Было около пяти утра, когда я прибыл в Пожонь. Этот город был свидетелем моих первых концертов. Я полагал, что меня встретит устроитель гастролей, может быть, еще два-три музыканта, да и то сетовал на ранний час, поднявший людей на ноги. Да еще зимой! И вдруг у моста я увидел чернеющую толпу, которая волновалась, сдерживаемая полицейскими. Когда я въехал в город, многие из толпы прорвались мне навстречу. Оказывается, они собрались из-за меня! Раздавались крики: «Эльен[100], родич!» И с этого утра мое пребывание в Венгрии превратилось в сплошной праздник. Я узнал, что даже сейм отменил свои собрания ради моих концертов. Это было нечто неслыханное, чего я, конечно, никак не ожидал.

Я не задумывался тогда, к кому относятся эти овации, повторяемые в каждом венгерском городе: к уроженцу ли здешних мест, или к артисту, или, может быть, к жителю Франции, которая помнит дни революции? Это было так важно для пробуждающейся Венгрии. Во всяком случае, никакой триумф, сопровождавший меня за долгие годы странствований, не мог сравниться с той встречей, которой почтили меня в родной стране. Тут было что-то совсем особенное, неповторимое, совсем непохожее на азартные вызовы публики, — какое-то общественное празднество, торжество гражданского духа; я не мог отнести это только к себе. Нет, венгерский народ выражал свои патриотические и революционные чувства, а мой приезд был поводом для этого.
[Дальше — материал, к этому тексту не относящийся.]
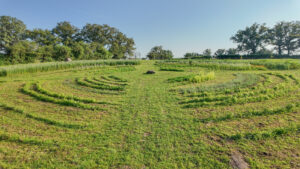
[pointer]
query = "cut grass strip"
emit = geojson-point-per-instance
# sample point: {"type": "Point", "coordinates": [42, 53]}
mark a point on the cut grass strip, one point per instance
{"type": "Point", "coordinates": [173, 69]}
{"type": "Point", "coordinates": [28, 141]}
{"type": "Point", "coordinates": [44, 67]}
{"type": "Point", "coordinates": [26, 89]}
{"type": "Point", "coordinates": [109, 82]}
{"type": "Point", "coordinates": [118, 79]}
{"type": "Point", "coordinates": [62, 96]}
{"type": "Point", "coordinates": [108, 86]}
{"type": "Point", "coordinates": [278, 132]}
{"type": "Point", "coordinates": [266, 112]}
{"type": "Point", "coordinates": [89, 83]}
{"type": "Point", "coordinates": [44, 120]}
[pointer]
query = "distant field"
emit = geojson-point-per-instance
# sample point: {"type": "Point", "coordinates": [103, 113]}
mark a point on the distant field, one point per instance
{"type": "Point", "coordinates": [189, 114]}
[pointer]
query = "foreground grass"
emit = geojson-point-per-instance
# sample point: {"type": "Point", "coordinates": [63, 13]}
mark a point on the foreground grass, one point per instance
{"type": "Point", "coordinates": [149, 128]}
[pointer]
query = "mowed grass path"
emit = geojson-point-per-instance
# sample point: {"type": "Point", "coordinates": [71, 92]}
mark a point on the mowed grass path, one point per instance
{"type": "Point", "coordinates": [147, 128]}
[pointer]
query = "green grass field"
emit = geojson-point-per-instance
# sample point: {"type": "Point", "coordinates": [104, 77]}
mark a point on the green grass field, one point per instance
{"type": "Point", "coordinates": [190, 114]}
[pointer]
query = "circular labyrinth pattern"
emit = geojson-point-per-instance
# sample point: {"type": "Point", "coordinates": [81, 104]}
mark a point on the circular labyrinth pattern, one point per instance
{"type": "Point", "coordinates": [245, 89]}
{"type": "Point", "coordinates": [64, 96]}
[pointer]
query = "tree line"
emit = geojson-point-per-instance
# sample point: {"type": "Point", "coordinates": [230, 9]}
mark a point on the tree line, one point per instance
{"type": "Point", "coordinates": [93, 41]}
{"type": "Point", "coordinates": [254, 42]}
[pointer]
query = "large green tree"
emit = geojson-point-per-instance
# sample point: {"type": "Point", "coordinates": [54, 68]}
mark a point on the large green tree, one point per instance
{"type": "Point", "coordinates": [252, 38]}
{"type": "Point", "coordinates": [285, 36]}
{"type": "Point", "coordinates": [231, 51]}
{"type": "Point", "coordinates": [220, 52]}
{"type": "Point", "coordinates": [12, 30]}
{"type": "Point", "coordinates": [118, 44]}
{"type": "Point", "coordinates": [158, 52]}
{"type": "Point", "coordinates": [66, 32]}
{"type": "Point", "coordinates": [42, 37]}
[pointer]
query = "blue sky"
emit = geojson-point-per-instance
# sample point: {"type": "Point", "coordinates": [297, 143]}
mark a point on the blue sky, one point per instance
{"type": "Point", "coordinates": [179, 25]}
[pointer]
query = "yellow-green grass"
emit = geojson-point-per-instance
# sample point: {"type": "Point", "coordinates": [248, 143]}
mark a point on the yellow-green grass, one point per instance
{"type": "Point", "coordinates": [148, 128]}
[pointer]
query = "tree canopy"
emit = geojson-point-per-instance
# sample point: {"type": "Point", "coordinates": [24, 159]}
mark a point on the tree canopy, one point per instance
{"type": "Point", "coordinates": [158, 52]}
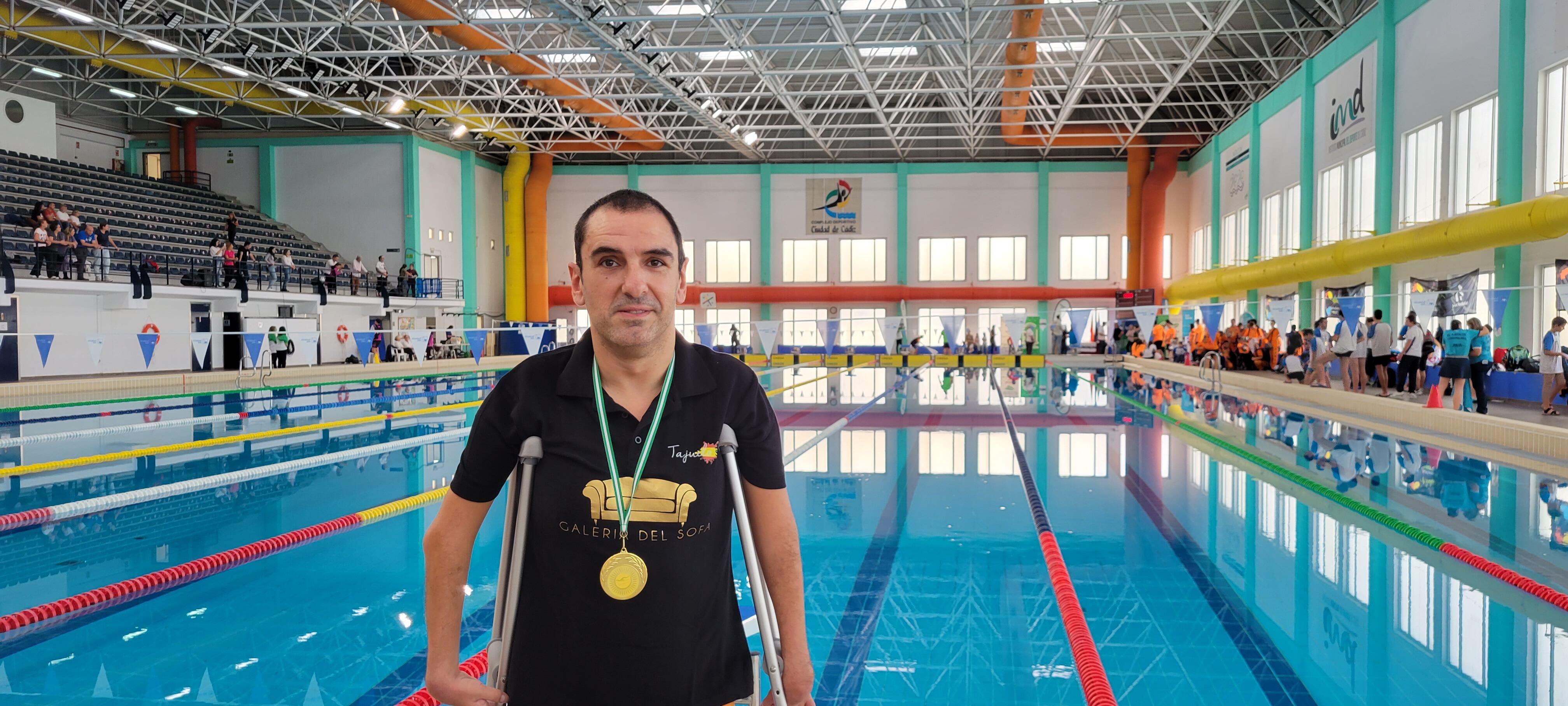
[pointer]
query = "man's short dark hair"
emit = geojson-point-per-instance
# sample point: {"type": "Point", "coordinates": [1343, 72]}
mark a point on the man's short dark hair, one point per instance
{"type": "Point", "coordinates": [626, 201]}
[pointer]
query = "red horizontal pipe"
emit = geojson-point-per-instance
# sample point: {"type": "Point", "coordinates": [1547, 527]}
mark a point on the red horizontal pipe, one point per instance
{"type": "Point", "coordinates": [562, 295]}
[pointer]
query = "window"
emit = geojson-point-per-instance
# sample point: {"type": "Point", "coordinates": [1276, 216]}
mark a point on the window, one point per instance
{"type": "Point", "coordinates": [807, 261]}
{"type": "Point", "coordinates": [1415, 605]}
{"type": "Point", "coordinates": [1362, 195]}
{"type": "Point", "coordinates": [814, 460]}
{"type": "Point", "coordinates": [861, 329]}
{"type": "Point", "coordinates": [942, 453]}
{"type": "Point", "coordinates": [863, 451]}
{"type": "Point", "coordinates": [1554, 131]}
{"type": "Point", "coordinates": [731, 318]}
{"type": "Point", "coordinates": [995, 454]}
{"type": "Point", "coordinates": [1332, 204]}
{"type": "Point", "coordinates": [863, 259]}
{"type": "Point", "coordinates": [1081, 456]}
{"type": "Point", "coordinates": [1086, 258]}
{"type": "Point", "coordinates": [1466, 619]}
{"type": "Point", "coordinates": [1421, 198]}
{"type": "Point", "coordinates": [728, 261]}
{"type": "Point", "coordinates": [1270, 241]}
{"type": "Point", "coordinates": [800, 327]}
{"type": "Point", "coordinates": [1202, 245]}
{"type": "Point", "coordinates": [943, 259]}
{"type": "Point", "coordinates": [1476, 156]}
{"type": "Point", "coordinates": [1166, 267]}
{"type": "Point", "coordinates": [1003, 258]}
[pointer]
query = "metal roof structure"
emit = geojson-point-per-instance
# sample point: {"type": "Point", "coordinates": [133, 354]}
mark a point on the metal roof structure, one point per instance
{"type": "Point", "coordinates": [814, 80]}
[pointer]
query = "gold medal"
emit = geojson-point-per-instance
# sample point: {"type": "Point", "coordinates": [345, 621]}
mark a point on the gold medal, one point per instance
{"type": "Point", "coordinates": [623, 577]}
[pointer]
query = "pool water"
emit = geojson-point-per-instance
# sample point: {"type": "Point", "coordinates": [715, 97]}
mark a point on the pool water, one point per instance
{"type": "Point", "coordinates": [1205, 580]}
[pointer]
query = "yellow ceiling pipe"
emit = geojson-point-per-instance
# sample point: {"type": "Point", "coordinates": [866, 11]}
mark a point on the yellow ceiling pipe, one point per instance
{"type": "Point", "coordinates": [1539, 218]}
{"type": "Point", "coordinates": [129, 56]}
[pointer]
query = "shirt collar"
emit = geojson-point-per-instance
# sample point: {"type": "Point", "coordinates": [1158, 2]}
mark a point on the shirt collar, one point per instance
{"type": "Point", "coordinates": [692, 374]}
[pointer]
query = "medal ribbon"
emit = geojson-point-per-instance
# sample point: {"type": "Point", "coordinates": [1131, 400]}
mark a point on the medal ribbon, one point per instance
{"type": "Point", "coordinates": [621, 506]}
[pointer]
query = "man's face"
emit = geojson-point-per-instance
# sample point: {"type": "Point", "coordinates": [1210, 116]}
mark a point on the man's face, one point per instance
{"type": "Point", "coordinates": [629, 278]}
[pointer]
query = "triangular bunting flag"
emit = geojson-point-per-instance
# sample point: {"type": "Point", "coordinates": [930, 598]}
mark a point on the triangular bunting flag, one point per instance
{"type": "Point", "coordinates": [890, 327]}
{"type": "Point", "coordinates": [253, 347]}
{"type": "Point", "coordinates": [103, 689]}
{"type": "Point", "coordinates": [476, 338]}
{"type": "Point", "coordinates": [830, 333]}
{"type": "Point", "coordinates": [148, 344]}
{"type": "Point", "coordinates": [44, 343]}
{"type": "Point", "coordinates": [952, 327]}
{"type": "Point", "coordinates": [200, 344]}
{"type": "Point", "coordinates": [767, 335]}
{"type": "Point", "coordinates": [1145, 316]}
{"type": "Point", "coordinates": [534, 339]}
{"type": "Point", "coordinates": [421, 339]}
{"type": "Point", "coordinates": [1211, 319]}
{"type": "Point", "coordinates": [96, 349]}
{"type": "Point", "coordinates": [205, 692]}
{"type": "Point", "coordinates": [363, 343]}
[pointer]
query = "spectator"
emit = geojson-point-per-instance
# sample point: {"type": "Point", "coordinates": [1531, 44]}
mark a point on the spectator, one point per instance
{"type": "Point", "coordinates": [284, 269]}
{"type": "Point", "coordinates": [40, 247]}
{"type": "Point", "coordinates": [382, 275]}
{"type": "Point", "coordinates": [106, 244]}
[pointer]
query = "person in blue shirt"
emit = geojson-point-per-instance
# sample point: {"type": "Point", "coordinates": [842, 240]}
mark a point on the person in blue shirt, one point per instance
{"type": "Point", "coordinates": [1481, 363]}
{"type": "Point", "coordinates": [1457, 344]}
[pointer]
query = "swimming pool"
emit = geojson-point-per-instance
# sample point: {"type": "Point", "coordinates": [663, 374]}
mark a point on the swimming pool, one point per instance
{"type": "Point", "coordinates": [1203, 578]}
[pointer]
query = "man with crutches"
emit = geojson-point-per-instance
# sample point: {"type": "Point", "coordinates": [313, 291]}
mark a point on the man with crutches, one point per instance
{"type": "Point", "coordinates": [620, 587]}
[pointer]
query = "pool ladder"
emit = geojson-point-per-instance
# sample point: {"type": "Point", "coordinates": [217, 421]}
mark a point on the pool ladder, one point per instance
{"type": "Point", "coordinates": [1209, 369]}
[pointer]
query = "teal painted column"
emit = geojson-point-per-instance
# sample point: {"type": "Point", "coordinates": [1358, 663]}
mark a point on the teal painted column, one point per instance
{"type": "Point", "coordinates": [471, 278]}
{"type": "Point", "coordinates": [1510, 156]}
{"type": "Point", "coordinates": [1384, 183]}
{"type": "Point", "coordinates": [1253, 198]}
{"type": "Point", "coordinates": [411, 200]}
{"type": "Point", "coordinates": [267, 180]}
{"type": "Point", "coordinates": [766, 224]}
{"type": "Point", "coordinates": [904, 222]}
{"type": "Point", "coordinates": [1043, 224]}
{"type": "Point", "coordinates": [1304, 291]}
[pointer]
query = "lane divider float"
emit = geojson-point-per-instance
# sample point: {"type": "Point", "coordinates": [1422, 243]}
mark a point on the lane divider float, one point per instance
{"type": "Point", "coordinates": [1544, 592]}
{"type": "Point", "coordinates": [1086, 656]}
{"type": "Point", "coordinates": [38, 468]}
{"type": "Point", "coordinates": [195, 486]}
{"type": "Point", "coordinates": [212, 564]}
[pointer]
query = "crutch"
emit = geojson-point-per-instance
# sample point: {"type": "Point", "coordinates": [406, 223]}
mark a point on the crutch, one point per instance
{"type": "Point", "coordinates": [510, 577]}
{"type": "Point", "coordinates": [767, 625]}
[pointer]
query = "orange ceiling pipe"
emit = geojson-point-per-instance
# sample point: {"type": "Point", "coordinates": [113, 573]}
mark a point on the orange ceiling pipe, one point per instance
{"type": "Point", "coordinates": [476, 38]}
{"type": "Point", "coordinates": [534, 238]}
{"type": "Point", "coordinates": [1153, 233]}
{"type": "Point", "coordinates": [562, 295]}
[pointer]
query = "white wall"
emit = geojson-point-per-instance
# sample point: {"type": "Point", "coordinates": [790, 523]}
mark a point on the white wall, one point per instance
{"type": "Point", "coordinates": [439, 214]}
{"type": "Point", "coordinates": [236, 171]}
{"type": "Point", "coordinates": [346, 197]}
{"type": "Point", "coordinates": [488, 203]}
{"type": "Point", "coordinates": [87, 145]}
{"type": "Point", "coordinates": [27, 126]}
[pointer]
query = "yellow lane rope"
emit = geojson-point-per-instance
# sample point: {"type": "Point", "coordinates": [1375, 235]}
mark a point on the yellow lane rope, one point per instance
{"type": "Point", "coordinates": [825, 377]}
{"type": "Point", "coordinates": [38, 468]}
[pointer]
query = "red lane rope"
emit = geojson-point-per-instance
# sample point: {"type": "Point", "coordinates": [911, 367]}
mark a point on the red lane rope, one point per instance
{"type": "Point", "coordinates": [474, 668]}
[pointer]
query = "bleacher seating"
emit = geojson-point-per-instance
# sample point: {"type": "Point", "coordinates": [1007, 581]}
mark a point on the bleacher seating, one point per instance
{"type": "Point", "coordinates": [170, 222]}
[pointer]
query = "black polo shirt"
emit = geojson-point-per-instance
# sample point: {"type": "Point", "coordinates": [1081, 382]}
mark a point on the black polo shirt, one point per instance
{"type": "Point", "coordinates": [679, 641]}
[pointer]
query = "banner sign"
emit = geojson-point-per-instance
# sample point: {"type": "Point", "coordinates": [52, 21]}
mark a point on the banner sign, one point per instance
{"type": "Point", "coordinates": [833, 206]}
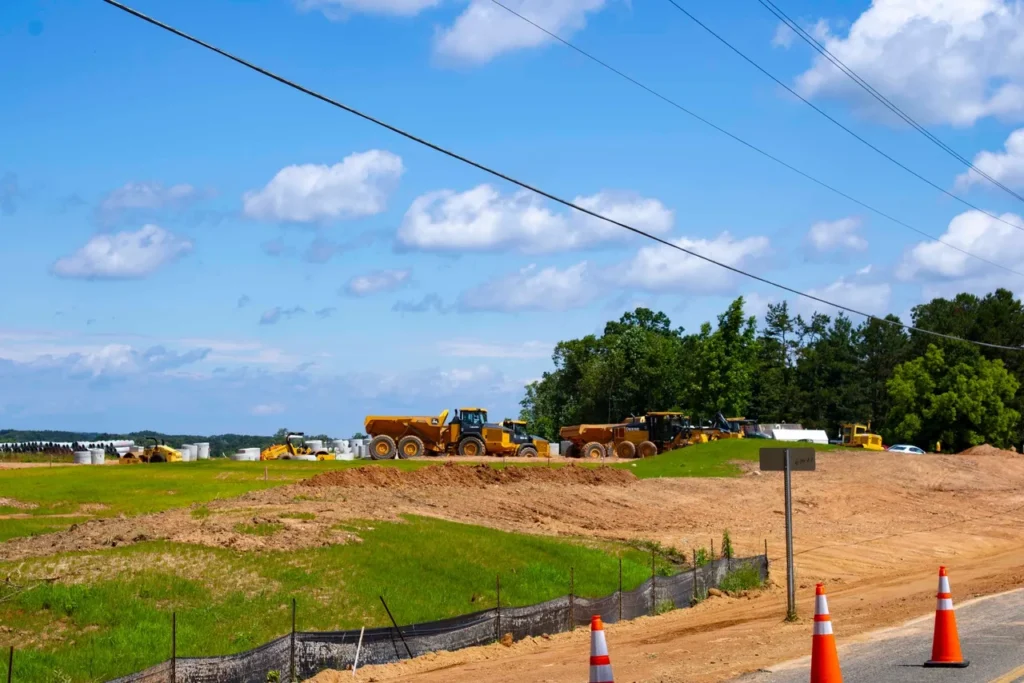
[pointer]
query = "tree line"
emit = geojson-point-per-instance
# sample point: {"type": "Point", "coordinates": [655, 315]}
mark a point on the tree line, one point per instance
{"type": "Point", "coordinates": [819, 372]}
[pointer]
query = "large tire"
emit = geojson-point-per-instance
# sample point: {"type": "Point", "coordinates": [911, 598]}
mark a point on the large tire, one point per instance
{"type": "Point", "coordinates": [471, 446]}
{"type": "Point", "coordinates": [411, 446]}
{"type": "Point", "coordinates": [382, 447]}
{"type": "Point", "coordinates": [626, 450]}
{"type": "Point", "coordinates": [527, 452]}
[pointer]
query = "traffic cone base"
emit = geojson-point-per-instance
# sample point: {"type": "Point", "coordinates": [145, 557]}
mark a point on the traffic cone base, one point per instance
{"type": "Point", "coordinates": [945, 642]}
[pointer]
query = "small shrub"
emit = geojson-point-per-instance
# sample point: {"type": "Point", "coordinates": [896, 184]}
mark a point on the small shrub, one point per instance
{"type": "Point", "coordinates": [743, 578]}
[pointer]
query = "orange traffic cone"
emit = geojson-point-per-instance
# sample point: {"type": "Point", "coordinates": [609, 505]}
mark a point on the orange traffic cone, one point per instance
{"type": "Point", "coordinates": [824, 658]}
{"type": "Point", "coordinates": [945, 644]}
{"type": "Point", "coordinates": [600, 664]}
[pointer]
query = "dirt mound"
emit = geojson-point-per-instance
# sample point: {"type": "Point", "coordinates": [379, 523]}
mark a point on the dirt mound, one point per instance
{"type": "Point", "coordinates": [466, 476]}
{"type": "Point", "coordinates": [986, 450]}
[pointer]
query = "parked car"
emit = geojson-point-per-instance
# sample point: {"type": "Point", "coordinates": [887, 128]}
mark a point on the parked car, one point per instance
{"type": "Point", "coordinates": [903, 447]}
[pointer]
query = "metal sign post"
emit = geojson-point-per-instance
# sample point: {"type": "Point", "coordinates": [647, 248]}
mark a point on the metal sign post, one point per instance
{"type": "Point", "coordinates": [787, 461]}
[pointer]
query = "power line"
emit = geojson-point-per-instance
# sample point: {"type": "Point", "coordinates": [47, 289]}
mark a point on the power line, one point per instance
{"type": "Point", "coordinates": [524, 185]}
{"type": "Point", "coordinates": [750, 145]}
{"type": "Point", "coordinates": [836, 121]}
{"type": "Point", "coordinates": [823, 51]}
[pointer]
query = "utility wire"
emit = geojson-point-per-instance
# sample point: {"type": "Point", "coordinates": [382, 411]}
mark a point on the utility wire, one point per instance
{"type": "Point", "coordinates": [823, 51]}
{"type": "Point", "coordinates": [750, 145]}
{"type": "Point", "coordinates": [524, 185]}
{"type": "Point", "coordinates": [836, 121]}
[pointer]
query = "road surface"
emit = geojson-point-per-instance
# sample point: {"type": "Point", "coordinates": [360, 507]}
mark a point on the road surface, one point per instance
{"type": "Point", "coordinates": [991, 631]}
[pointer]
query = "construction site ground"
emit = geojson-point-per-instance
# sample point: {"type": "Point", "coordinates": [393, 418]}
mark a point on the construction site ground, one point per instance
{"type": "Point", "coordinates": [873, 526]}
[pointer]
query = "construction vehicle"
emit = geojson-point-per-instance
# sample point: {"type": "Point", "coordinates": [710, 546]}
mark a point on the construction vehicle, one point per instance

Такая же встреча ожидала меня и в Пеште.

Столица Венгрии показалась мне довольно большой и пестрой. Многое изменилось здесь со времен моего детства. Правда, и теперь лишь некоторые улицы были вымощены. И высокие дома попадались лишь в центре города. Но даже и здесь жизнь прекращалась к десяти часам вечера, когда отдельные фонари, скудно освещавшие улицы, окончательно гасли. Но днем Пешт был многолюден, куда многолюднее, чем двадцать лет назад. На улице вдали — море голов. Представители богатых сословий, кто в богатых колясках, кто верхом, а кто пешком, ведя свою лошадь, как корову, а кто и без нее, проходили бесконечной вереницей. Повсюду, как и в Вене, раздавалась музыка. На некоторых улицах слышалась игра небольших цыганских оркестров, которые здесь назывались «банды». Они очаровали мой слух. Я то и дело останавливался посреди улицы, а по вечерам заходил в кабачки, где собирались цыгане, и, если не был занят в концерте, подсаживался к какому-нибудь столику и до одурения слушал.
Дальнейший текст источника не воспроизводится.